• On top of the plagiarism issue (as yet unproven -"reema" may be a pseudonym of Arthur Fuller, although that seems unlikely) and the use of technical terms (recursive, recursion) of computer science and mathematics in a sense that they don't have in those arts/sciences (despite SQL Server certainly being something to do with computation) the explanation is pretty terrible.

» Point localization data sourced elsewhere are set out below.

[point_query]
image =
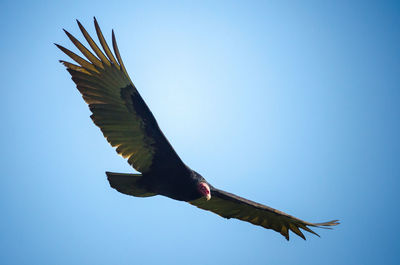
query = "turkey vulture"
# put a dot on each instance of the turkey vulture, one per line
(128, 124)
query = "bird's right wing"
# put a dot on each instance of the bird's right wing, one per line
(229, 205)
(118, 109)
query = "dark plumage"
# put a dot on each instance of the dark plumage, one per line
(128, 124)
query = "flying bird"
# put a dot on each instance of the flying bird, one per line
(128, 125)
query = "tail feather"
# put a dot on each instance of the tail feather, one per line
(128, 184)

    Since SQL Server doesn't do multi-statement optimisation, it certainly doesn't do optimisation of tail-recursion; so quite clearly T-SQL procs that call themselves to implement tail-recursion should never be written since they will be gloriously inefficient - so this implementation of factorial is a fine example of something that should never be done. In addition, T-SQL doesn't actually support recursion except in a restricted form, with a restriction of 32 on nesting level ( and although this does no harm to the factorial function, which of course blows up at 21 even if it uses bigint for its result, that restriction should certainly have been mentioned.

    So in general a T-SQL procedure calling itself should be used only for functions which are not easily converted to tail-recursive form (and hence to iterative form) and where it is assured that the necessary nesting level does not excede the T-SQL limit or the procedure contains tests to detect when the nesting level is getting to high and can do something useful/intelligent to avoid this (instead of just failing with the vanilla error message provided by the system). A discussion of "recursive" stored procedures which doesn't point this out is a bit like rat poison in a jam-jar without a warning label.

    Note: in mathematics, in computer science, in formal logic, and in computation theory "recursive" means "able to be computed by using a Turing machine" or, equivalently, "able to be computed by using lambda calculus"; so every possible stored procedure is recursive, whether it calls itself or not. Use of the term to mean "calls itself" is fine in other contexts, but really irritating in the context of computing, as in this question and explanation. Generally it is believed that "recursive" is the same as "in principle a human being could compute it if supplied with enough paper and pencils and detailed instructions by following the instructions exactly and mechanically with no excercise of intelligence or intuition" (that is "Church's Thesis" or "Turing's Thesis" or "The Church-Turing Thesis", perhaps the most important idea in the theory of computation and certainly the most horribly misinterpreted - a decent explanation can be found here[/url]).